Re: Standalone synchronous master

From: Stephen Frost <sfrost(at)snowman(dot)net>
To: Andres Freund <andres(at)2ndquadrant(dot)com>
Cc: Stephen Frost <sfrost(at)snowman(dot)net>, "Joshua D(dot) Drake" <jd(at)commandprompt(dot)com>, Bruce Momjian <bruce(at)momjian(dot)us>, Amit Kapila <amit(dot)kapila16(at)gmail(dot)com>, Hannu Krosing <hannu(at)2ndquadrant(dot)com>, MauMau <maumau307(at)gmail(dot)com>, Tom Lane <tgl(at)sss(dot)pgh(dot)pa(dot)us>, Kevin Grittner <kgrittn(at)ymail(dot)com>, Heikki Linnakangas <hlinnakangas(at)vmware(dot)com>, Simon Riggs <simon(at)2ndquadrant(dot)com>, Rajeev rastogi <rajeev(dot)rastogi(at)huawei(dot)com>, pgsql-hackers <pgsql-hackers(at)postgresql(dot)org>
Subject: Re: Standalone synchronous master
Date: 2014-01-10 22:57:02
Message-ID: CAOuzzgr8AxUQgshF-g9DdEkYOx3+yjn-gP_W8S28nJf_eKZZ4g@mail.gmail.com
Views: Raw Message | Whole Thread | Download mbox | Resend email
Thread:
Lists: pgsql-hackers

Greetings,

On Friday, January 10, 2014, Andres Freund wrote:

> Hi,
>
> On 2014-01-10 17:28:55 -0500, Stephen Frost wrote:
> > > Why do you know that you didn't loose any transactions? Trivial network
> > > hiccups, a restart of a standby, IO overload on the standby all can
> > > cause a very short interruptions in the walsender connection - leading
> > > to degradation.
>
> > You know that you haven't *lost* any by virtue of the master still being
> > up. The case you describe is a double-failure scenario- the link between
> > the master and slave has to go away AND the master must accept a
> > transaction and then fail independently.
>
> Unfortunately network outages do correlate with other system
> faults. What you're wishing for really is the "I like the world to be
> friendly to me" mode.
> Even if you have only disk problems, quite often if your disks die, you
> can continue to write (especially with a BBU), but uncached reads
> fail. So the walsender connection errors out because a read failed, and
> youre degrading into async mode. *Because* your primary is about to die.

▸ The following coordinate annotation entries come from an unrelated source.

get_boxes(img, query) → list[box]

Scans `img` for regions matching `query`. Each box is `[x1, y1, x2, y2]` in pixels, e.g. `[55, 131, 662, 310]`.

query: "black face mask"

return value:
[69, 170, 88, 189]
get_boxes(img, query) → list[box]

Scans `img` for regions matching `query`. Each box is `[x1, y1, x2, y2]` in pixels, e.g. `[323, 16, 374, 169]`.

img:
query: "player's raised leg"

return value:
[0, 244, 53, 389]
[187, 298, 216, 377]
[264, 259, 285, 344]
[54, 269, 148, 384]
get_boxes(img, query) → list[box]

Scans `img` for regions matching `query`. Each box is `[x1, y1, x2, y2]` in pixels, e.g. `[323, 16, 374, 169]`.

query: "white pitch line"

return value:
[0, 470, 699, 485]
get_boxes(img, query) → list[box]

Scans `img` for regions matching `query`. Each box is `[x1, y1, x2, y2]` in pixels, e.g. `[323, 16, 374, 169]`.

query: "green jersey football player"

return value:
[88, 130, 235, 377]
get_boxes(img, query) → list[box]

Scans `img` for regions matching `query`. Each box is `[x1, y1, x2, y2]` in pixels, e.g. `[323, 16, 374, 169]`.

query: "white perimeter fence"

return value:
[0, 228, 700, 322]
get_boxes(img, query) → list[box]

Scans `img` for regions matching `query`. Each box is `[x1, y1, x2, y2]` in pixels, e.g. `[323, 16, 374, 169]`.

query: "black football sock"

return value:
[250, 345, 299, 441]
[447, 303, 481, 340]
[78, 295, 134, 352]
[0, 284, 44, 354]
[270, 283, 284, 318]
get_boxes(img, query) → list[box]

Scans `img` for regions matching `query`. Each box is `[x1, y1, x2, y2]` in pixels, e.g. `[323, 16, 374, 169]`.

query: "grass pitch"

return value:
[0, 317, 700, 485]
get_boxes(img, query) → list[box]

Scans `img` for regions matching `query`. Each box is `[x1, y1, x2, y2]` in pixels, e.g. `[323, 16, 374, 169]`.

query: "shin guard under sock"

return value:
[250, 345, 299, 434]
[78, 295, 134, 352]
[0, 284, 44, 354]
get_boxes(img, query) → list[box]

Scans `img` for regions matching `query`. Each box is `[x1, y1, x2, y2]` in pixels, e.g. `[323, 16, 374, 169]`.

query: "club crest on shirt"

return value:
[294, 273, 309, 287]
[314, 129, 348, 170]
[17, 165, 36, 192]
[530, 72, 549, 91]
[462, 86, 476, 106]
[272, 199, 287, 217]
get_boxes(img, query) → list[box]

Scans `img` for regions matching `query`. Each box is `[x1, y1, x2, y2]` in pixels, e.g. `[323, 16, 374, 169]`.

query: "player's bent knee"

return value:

That can happen, sure, but I don't agree that people using a single drive
with a BBU or having two drives in a raid1 die at the same time cases are
reasonable arguments against this option. Not to mention that, today, if
the master has an issue then we're SOL anyway. Also, if the network fails
then likely there aren't any new transactions happening.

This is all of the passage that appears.